There are many pieces to the market researcher’s career puzzle. Here are the six trends we have seen candidates focusing on during their job search over the past year.
When asked if they would be interested in working in a new industry the majority of candidates say yes. There are many commonalities across industries in primary and secondary market research, and potential employers should keep an open mind when it comes to hiring someone with a transferable skill set.
Leading a team has become less of a priority as companies establish slimmer, flatter research teams. Leadership through impact and visibility as an individual contributor is critical.
Work/Life balance is more widely recognized and planned for in hiring. Glassdoor.com reports that “nearly 3 in 5 (57%) people are reporting benefits and perks being among their top considerations before accepting a job.” If candidates feel appreciated and are allowed to have a flexible schedule, they are happier and more fulfilled at work. Happy employees do exceptional work.

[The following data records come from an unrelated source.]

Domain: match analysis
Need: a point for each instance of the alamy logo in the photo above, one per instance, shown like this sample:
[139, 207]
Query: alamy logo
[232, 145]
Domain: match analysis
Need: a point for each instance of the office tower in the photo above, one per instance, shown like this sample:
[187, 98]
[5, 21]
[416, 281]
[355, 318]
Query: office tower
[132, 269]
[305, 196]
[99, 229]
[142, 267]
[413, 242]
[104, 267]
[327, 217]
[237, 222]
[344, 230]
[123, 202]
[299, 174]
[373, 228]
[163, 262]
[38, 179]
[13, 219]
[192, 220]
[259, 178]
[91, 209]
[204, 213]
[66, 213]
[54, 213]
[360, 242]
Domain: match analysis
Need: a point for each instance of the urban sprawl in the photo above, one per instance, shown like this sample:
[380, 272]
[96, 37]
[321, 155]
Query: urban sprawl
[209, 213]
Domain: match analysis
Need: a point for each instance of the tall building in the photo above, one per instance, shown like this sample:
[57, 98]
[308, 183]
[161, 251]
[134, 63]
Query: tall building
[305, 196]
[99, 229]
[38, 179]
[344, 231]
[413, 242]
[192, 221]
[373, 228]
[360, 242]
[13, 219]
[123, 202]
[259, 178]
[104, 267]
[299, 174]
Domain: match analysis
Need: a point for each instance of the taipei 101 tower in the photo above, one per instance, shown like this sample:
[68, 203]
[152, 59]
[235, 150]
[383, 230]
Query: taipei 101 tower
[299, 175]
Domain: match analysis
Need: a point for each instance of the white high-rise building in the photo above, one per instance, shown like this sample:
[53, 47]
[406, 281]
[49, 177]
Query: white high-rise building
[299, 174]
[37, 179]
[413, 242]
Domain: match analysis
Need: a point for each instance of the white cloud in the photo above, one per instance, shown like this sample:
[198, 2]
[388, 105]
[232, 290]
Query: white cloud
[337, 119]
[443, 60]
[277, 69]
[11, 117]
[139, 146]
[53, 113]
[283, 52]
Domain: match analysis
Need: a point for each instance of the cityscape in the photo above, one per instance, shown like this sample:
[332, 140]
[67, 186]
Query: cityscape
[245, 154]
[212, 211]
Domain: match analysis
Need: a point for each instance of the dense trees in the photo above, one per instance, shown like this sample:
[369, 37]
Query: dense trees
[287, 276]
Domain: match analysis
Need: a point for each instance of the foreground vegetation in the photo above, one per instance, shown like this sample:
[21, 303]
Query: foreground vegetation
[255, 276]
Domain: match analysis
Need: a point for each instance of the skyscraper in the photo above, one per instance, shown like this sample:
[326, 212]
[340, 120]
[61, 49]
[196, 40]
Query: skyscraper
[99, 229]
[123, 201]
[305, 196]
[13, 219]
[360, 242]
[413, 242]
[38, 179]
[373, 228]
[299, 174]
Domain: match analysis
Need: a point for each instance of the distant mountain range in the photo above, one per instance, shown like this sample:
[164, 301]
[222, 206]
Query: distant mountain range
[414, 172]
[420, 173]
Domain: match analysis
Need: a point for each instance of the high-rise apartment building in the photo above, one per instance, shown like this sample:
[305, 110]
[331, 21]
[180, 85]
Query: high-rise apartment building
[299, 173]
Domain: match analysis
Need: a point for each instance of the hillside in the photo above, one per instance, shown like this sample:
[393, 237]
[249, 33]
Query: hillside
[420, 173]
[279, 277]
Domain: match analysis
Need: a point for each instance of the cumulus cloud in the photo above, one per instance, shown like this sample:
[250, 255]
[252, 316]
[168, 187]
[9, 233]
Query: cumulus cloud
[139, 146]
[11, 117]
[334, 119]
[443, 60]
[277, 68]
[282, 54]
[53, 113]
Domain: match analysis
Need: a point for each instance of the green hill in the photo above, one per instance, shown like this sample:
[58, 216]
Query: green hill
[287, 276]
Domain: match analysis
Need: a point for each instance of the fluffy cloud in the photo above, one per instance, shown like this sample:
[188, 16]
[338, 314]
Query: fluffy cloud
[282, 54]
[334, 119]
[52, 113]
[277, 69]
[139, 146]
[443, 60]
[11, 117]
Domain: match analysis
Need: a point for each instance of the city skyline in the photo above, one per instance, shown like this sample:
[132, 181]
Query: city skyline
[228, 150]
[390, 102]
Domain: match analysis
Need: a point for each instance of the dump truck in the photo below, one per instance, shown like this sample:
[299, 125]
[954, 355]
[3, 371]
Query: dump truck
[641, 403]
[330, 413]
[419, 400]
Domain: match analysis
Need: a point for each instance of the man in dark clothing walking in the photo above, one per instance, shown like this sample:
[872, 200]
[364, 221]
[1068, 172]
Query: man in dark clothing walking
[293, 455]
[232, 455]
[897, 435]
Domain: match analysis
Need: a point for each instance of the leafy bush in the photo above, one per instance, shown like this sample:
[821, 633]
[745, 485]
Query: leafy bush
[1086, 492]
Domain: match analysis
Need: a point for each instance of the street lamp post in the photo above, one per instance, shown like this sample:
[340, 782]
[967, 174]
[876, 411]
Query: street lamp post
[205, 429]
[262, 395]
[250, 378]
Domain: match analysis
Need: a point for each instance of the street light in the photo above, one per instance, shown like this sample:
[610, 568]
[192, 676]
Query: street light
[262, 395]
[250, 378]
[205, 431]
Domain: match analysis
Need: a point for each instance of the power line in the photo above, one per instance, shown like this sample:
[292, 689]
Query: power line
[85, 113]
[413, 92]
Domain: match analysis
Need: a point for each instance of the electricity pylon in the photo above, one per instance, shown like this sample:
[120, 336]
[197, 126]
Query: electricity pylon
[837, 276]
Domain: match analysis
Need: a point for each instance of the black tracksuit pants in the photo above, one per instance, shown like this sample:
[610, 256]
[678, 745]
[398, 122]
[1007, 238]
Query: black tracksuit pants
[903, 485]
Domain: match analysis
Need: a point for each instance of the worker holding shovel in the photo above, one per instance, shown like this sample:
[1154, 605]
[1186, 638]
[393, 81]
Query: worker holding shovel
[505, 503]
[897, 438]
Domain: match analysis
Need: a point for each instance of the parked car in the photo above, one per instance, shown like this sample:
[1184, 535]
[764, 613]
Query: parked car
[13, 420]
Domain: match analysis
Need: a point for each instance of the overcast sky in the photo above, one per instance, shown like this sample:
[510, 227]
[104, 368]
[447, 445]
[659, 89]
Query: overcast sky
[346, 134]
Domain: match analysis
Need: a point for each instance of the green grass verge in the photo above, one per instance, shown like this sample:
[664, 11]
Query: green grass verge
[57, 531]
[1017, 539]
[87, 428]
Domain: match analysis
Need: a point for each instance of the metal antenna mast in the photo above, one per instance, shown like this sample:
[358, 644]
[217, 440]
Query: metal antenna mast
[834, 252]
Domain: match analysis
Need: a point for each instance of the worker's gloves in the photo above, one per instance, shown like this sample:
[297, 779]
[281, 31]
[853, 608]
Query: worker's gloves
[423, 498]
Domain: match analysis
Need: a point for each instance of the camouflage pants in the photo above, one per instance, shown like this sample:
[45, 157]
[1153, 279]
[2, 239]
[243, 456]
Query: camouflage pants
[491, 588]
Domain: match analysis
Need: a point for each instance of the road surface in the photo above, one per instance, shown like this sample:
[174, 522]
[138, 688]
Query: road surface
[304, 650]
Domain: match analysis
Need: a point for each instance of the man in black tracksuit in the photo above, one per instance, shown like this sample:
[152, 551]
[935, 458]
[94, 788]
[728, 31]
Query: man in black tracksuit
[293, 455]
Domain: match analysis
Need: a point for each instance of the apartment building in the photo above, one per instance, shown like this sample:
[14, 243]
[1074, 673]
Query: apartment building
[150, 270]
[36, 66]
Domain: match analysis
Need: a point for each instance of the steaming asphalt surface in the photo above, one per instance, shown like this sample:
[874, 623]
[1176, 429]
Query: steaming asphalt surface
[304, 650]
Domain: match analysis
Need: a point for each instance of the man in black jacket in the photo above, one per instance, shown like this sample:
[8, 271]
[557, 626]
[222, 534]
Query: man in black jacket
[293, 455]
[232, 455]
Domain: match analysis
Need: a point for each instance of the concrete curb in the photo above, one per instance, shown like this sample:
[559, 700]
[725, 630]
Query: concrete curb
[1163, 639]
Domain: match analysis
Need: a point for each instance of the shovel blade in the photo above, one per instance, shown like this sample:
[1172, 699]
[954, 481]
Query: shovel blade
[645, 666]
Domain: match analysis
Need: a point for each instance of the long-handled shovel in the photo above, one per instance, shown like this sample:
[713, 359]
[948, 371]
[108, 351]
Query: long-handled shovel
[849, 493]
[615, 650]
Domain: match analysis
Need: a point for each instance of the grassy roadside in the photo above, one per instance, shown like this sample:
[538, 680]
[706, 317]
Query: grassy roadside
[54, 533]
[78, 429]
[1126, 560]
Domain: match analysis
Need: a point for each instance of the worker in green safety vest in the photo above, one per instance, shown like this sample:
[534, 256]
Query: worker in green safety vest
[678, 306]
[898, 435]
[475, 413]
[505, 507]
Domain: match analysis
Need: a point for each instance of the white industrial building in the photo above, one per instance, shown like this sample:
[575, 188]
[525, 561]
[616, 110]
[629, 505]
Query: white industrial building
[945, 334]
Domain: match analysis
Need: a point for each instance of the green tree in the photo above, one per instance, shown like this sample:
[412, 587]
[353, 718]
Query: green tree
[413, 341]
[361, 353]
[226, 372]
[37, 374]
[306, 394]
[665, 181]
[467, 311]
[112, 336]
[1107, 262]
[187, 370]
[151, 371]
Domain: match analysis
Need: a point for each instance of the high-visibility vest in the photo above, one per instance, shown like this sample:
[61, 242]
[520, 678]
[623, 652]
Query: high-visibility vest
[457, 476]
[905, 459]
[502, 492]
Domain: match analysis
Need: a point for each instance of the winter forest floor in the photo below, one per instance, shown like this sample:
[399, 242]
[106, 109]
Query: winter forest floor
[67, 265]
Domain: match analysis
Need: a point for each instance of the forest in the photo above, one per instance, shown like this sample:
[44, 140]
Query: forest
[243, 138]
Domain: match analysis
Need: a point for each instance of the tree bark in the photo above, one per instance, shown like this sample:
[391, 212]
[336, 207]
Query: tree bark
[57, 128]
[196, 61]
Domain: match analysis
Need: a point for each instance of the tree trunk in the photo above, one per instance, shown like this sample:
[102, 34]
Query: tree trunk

Surprised this isn’t number one? We are, too! We are NOT seeing candidates accepting a lower salary but candidates are more willing to accept small salary bumps or even lateral moves, if the company offers long term growth and stability. Glassdoor.com conducted a study examining salary vs. employee satisfaction and found that “although salary matters for employee satisfaction, there are a variety of other factors that employers should also be paying attention to. Employees tell us that articulating a prosperous career path for employees, hiring a competent executive team, and maintaining a positive culture appear to be far more important ways to ensure satisfied employees.”
Growth, growth, growth. Candidates want to know the long term trajectory of the company and of their role before they even interview. They want to know the size of the team and what the goals are for the position. Is the company title driven or is there an increased responsibility in the new position? Companies should be transparent in their conversations about growth at the firm and in the position to ensure that their candidates stay interested and engaged for the long haul.
Mergers, acquisitions, restructurings, lay offs. In the market research industry these events have been all too common over the past few years. Candidates are prioritizing company health in their job search. They want to know why the company is looking to fill the role. Is it because someone left or because of an internal move or promotion? According to the life sciences news site BioSpace.com, “Information about company values was ranked as highly valuable by 42 percent of survey respondents. Employee testimonials are also essential and should be included with your job postings on job boards or your company career site.” Some things that put candidates at ease are pre-emptive severance clauses in their offer letters and honest conversations about how well the company is doing.